Shape-shifter
Light-reactive shape-shifting material developed at University of Colorado Boulder Bowman Lab / University of Colorado Boulder

As researchers across the globe continue to improve robotic capabilities, engineers at the University of Colorado Boulder have come up with a unique invention – a material that readily reacts to light, heat to take a different shape.

Shape-shifting materials have been around for years, but all those objects relied on some sort of physical mechanism or power source to take a desired shape, texture, or size.

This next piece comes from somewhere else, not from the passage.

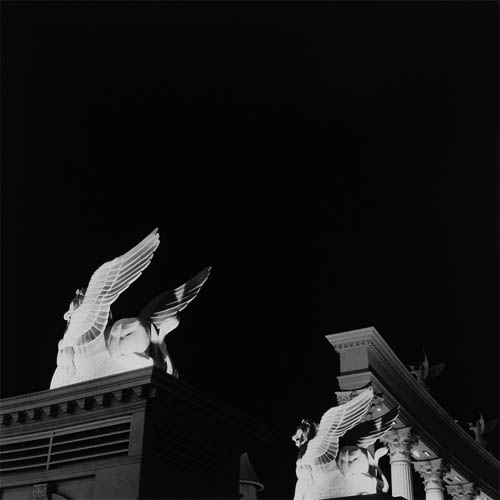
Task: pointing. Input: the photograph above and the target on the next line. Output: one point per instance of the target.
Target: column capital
(432, 472)
(400, 442)
(466, 491)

More importantly, these materials also struggled to return back to the original form after taking the given, pre-programmed shape.

This is where the new material, which seamlessly switches back and forth between complex shapes and uses only heat and light as the trigger, comes in.

The idea, as the described by the team, revolves around liquid crystal elastomers (LCEs) or the hybrid material that combines liquid crystal orientational order with the elastic properties of a polymer network component.

LCEs are commonly used in the displays of modern televisions, but in this case, the group leveraged the distinct molecular arrangement of the material, which makes it susceptible to be influenced by heat as well as light.

Essentially, the LCE in question was integrated with a light-sensitive trigger, which acted as a switch under the impact of a certain wavelength of light and helped the material attain a desired molecular alignment or shape. The trigger went inactive soon after morphing material.

However, it activated again under the impact of heat and relaxed the material back to the original position. The team even shared a video demonstrating how the material shrinks under the impact of light and reverses the whole process when heated at temperatures going up to 200 degrees Fahrenheit.

“We view this as an elegant foundational system for transforming an object’s properties,” Matthew McBride, lead author of the new study and a post-doctoral researcher in CHBE, said in a statement. “We plan to continue optimizing and exploring the possibilities of this technology.”

In fact, the researchers believe the material, with further advancements in the future, could be the key to fields like robotics and medicine.

“The ability to form materials that can repeatedly oscillate back and forth between two independent shapes by exposing them to light will open up a wide range of new applications and approaches to areas such as additive manufacturing, robotics, and biomaterials,” Christopher Bowman, senior author of the new study, added.

The uses of bots and medical devices developed from shape-shifting materials go far beyond imagination. For instance, shape-shifter robots could be used to shrink down and enter places humans or other machines cannot reach. They could carry out effective rescue and assistance operations.

The study titled, “A readily programmable, fully reversible shape-switching material,” was published Aug. 24 in the journal Science Advances.